…и началось.
Бабы, конечно, кто ж еще? – женщины они такие: чувствуют мужскую слабость.
Парни весь поселок облепили плакатами. На кроваво-черным поле надпись – «СМИРИСЬ!»; коротко и тупо – для самых умных. В общем, дамочки первыми интерес проявили: а что это за макулатура на заборах и трансформаторных будках намусорена, кто ж это напаскудил, а? Как обычно, содержание наглядной агитации слабый пол не заинтересовало. А зря. Вот и делегация к нам пожаловала, а мы не знаем, куда глаза от стыда девать. Лейтенант вон окапывается усиленно: пехотной лопаткой асфальт ковыряет. В общем, боимся, а отступать еще страшнее – у нас боевая задача, при исполнении мы.

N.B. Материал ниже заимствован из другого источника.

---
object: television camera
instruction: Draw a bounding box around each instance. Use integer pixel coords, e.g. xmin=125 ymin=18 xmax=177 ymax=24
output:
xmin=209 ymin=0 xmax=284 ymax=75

– Вы кто и чо приперлись? Чкаловские, да? Или, вообще, городские? На разборки пожаловали? Рэкет, да? И морды бить нашим хлопцам?
А мы:
– Что вы, отнюдь. Не наш профиль, простите. Мы, простите, воины, вас оккупировали и, поверьте, сопротивление бесполезно. Вам придется добровольно отдать материальные ценности и подчиниться нашему правительству, самому лучшему, самому авторитарно-демократичному.
Они смеялись. Долго смеялись.
А мы вжимали головы в плечи.
Нам было страшно.
Впрочем, нам всегда страшно. Ведь мы – завоеватели.
…камень – камешек – приласкал затылок лейтенанта: хрясь!
Дети – вечная проблема оккупантов, ибо дети не знают страха. Рогатки тоже оружие, не смертельное, но неприятное: шишка на затылке, синяк на спине, еще шишка, еще гематома… и вечное ожидание гранитного окатыша, проминающего висок… Дети – маленькие демоны, при виде которых у меня начинается икота и в зрачках мутнеет.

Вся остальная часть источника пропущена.